On the face of it, working from home (WFH, as I see it has become on Facebook and elsewhere) is an appealing prospect: your own chair, no need to suit up (sorry, Barney), your own tea and coffee and the option to play very loud Genesis without disturbing clients and colleagues. I have some fabulous desktop speakers here and they go up to 11.
But every silver lining has a cloud. There’s also the washing machine and the dishwasher and the temptation to fill them and empty them and think that it won’t take very much time. Then there’s those weeds to come out. Just a couple of them. How long can it take?
Apparently in any 8hr working day the average worker’s productive time is about 3hrs. Home working does not strike me as being destined to improve that.
Discipline, you see. That’s the issue. A number of my friends are writers of one kind or another and they are used to this. They set themselves a specified number of words per day to hit and hours in which they will work and (so far as I am aware) they succeed, without going to offices and having appointed hours with appointed breaks and supervision.
It’s not just domestic distractions of course.

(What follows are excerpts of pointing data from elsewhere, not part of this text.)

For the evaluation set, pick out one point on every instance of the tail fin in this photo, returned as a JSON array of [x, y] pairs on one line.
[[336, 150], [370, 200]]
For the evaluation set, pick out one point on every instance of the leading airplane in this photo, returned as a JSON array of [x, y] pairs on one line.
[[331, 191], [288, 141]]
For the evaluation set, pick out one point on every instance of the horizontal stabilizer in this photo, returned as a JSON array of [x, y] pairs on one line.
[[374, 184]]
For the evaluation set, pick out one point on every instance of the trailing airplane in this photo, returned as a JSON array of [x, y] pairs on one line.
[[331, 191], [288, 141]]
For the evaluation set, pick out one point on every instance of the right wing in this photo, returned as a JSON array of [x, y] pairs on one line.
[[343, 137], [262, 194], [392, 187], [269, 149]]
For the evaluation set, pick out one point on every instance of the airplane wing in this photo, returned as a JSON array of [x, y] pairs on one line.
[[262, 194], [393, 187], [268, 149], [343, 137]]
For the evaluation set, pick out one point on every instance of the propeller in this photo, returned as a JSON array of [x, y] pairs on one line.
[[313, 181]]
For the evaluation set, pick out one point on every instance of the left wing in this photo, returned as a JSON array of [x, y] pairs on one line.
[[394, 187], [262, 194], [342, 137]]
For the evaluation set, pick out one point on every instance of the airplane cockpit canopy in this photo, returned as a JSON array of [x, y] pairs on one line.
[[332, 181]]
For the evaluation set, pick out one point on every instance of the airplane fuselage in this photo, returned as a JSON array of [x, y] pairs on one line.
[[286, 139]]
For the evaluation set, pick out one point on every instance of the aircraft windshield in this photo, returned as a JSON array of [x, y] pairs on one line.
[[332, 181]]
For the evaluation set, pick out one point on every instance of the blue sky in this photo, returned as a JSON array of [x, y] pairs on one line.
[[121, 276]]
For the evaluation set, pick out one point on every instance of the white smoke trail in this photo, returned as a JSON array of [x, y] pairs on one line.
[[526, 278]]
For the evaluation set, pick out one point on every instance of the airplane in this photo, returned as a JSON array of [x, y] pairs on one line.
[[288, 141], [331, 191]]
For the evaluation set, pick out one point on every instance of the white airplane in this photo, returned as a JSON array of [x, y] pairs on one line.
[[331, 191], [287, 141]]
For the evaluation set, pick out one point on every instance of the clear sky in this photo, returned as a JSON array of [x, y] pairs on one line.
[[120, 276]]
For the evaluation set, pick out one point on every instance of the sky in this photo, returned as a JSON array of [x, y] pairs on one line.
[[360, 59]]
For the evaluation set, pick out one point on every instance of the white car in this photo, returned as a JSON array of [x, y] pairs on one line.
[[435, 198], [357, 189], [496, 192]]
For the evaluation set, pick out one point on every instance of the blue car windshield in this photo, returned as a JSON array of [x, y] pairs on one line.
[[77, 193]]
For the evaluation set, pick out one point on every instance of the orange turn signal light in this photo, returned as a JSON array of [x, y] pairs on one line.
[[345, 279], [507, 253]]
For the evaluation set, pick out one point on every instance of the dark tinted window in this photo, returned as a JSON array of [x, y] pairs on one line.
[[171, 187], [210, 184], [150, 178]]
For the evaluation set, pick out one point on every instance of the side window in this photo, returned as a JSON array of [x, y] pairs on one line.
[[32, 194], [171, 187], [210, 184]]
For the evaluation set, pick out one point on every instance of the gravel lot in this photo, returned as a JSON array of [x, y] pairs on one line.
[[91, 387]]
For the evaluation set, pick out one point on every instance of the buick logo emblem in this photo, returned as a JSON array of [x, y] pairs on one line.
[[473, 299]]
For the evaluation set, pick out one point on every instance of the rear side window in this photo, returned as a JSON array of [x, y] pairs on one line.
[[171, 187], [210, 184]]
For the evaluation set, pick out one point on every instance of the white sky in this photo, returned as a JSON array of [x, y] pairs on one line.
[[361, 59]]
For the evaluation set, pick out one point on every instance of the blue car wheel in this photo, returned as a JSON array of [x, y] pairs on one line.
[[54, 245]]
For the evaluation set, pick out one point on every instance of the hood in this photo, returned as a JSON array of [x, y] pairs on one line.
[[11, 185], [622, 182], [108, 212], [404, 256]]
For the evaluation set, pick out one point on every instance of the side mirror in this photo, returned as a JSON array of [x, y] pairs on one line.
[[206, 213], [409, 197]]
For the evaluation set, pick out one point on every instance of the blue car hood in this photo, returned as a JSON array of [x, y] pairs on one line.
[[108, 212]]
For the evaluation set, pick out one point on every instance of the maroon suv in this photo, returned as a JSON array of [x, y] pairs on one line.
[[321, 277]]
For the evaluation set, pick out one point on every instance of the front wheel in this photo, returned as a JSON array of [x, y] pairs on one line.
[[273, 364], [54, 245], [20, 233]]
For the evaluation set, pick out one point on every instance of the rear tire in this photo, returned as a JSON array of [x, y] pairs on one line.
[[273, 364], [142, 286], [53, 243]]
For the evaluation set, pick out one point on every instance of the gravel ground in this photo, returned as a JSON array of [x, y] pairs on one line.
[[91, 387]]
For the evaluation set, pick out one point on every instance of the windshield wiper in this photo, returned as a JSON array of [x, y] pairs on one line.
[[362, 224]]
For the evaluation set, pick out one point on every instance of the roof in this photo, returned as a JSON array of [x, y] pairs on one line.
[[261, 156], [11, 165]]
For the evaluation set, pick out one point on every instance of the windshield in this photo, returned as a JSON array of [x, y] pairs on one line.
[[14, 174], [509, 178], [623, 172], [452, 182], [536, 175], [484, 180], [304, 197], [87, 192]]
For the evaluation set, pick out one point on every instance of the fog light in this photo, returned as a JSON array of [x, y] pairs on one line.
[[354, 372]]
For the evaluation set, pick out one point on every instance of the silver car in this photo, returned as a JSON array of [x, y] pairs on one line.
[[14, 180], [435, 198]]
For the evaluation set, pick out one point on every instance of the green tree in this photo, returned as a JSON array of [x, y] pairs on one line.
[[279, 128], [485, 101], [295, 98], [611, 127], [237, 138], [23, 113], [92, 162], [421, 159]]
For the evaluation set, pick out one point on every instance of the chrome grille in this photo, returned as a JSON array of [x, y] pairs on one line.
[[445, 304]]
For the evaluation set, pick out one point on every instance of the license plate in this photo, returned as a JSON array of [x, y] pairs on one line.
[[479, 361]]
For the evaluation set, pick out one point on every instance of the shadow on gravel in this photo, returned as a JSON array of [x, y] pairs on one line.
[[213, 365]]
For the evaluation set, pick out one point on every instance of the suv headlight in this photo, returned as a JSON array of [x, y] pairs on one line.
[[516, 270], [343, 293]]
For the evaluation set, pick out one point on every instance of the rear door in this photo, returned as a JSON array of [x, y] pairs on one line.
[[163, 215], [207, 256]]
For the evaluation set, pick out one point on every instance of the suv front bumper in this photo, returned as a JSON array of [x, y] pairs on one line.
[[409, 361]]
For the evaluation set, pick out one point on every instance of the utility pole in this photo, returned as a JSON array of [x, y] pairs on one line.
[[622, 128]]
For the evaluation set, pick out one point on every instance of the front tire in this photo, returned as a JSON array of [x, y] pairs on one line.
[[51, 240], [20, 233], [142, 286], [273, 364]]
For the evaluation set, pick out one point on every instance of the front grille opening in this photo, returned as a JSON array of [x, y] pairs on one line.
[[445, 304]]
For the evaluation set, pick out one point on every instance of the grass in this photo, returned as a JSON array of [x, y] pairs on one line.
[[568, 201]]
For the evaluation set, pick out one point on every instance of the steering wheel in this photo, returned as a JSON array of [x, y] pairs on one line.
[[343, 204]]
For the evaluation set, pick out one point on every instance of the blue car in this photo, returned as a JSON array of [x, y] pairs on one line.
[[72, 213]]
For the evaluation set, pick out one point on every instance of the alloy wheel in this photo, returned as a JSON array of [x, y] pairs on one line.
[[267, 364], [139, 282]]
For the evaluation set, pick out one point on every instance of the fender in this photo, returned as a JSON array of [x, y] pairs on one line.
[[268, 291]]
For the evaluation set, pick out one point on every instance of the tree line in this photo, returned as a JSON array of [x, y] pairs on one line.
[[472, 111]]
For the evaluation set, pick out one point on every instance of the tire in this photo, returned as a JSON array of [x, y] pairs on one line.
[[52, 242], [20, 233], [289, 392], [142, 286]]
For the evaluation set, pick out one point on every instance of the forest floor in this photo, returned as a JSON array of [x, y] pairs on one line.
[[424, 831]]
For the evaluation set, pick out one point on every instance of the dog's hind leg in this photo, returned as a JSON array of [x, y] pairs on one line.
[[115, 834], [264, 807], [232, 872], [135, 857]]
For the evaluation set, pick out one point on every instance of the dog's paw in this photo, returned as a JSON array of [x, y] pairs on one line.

I have a sign above the PC screen in my office that says “DISCIPLINE – NO GOOGLING!!!”. The very fact that we are working from home means we are in a role which is probably desk-based, and therefore PC-based. As so much of our work is done online now, whether it be through web-based applications, or by email or, as we are doing even more now, video-conferencing, this thoroughly global distraction is always a mere click away. Ooh, that person’s name is a bit like that actor – now what was she in? type type type … click… Good old Internet Movie Database. Ah yes, that’s what she was in. Released in 1981, really? Isn’t that the year someone tried to assassinate Reagan? Type type type ...click … Ah yes, it was. And so forth.
The latter of these two issues is less easy to address. Unless you can download everything you need and then work offline it has to be a question of willpower. My little sign is a useful reminder, albeit not always an effective one.
The first issue can be helped in a number of ways. If you’re lucky enough to have a house with a separate study or den, that can become your office. Commute there in the morning and don’t do anything else there. If you have family about the house, make sure they know that is your office for now and they should treat you as being at work. It’s not that easy of course – if my children poke their heads around the door and want to show me something they have done I will hardly send them away. Also occasionally I hear the words "No, you mustn’t disturb Daddy. He’s working." and think, Aw, darn.
If you don’t have a separate room setting up a little regular working space can do just as well. We’re using the kitchen as a classroom and each of us has a dedicated space to work in.
A structured day is also a help. My day starts at 08.00 and I am sticking to that. Setting regular breaks and a regular lunchtime is also helpful and avoids the stomach-expanding habit of snacking. Much as I may claim that my funeral conducting trousers continually shrink when hanging in their wardrobe the reality may be a little different, so it’s important to keep these times. My children also enjoy the (to them) new phenomenon of “elevenses”. Four o’clockses sometimes also happens, but becomes something of a mouthful.
Another thing that writers are accustomed to which others of us may not be is working alone. I have an entire floor (and kitchen) to myself at my office in Wendover, but when I’m there I regularly go downstairs to annoy – I mean chat to – my colleagues in the main office. Working from home offers less social contact, but it’s rarely too hard to find a reason to call someone. It is important to do so. The second part of the term "self-isolating" is quite a painful one. We are social creatures. Isolation and working alone do not naturally suit us. Even if the only reason you call another colleague who is working away is to say hello and how are you, that is reason enough to do it. We need that human contact.
In the meantime I work in my study but I leave the door open and I share meal and snack times with the family. And if the children do poke their heads around the door I give them a hug and tell them that I love them.
Then when they say "Oh Daddy, not more Genesis!" I send them away.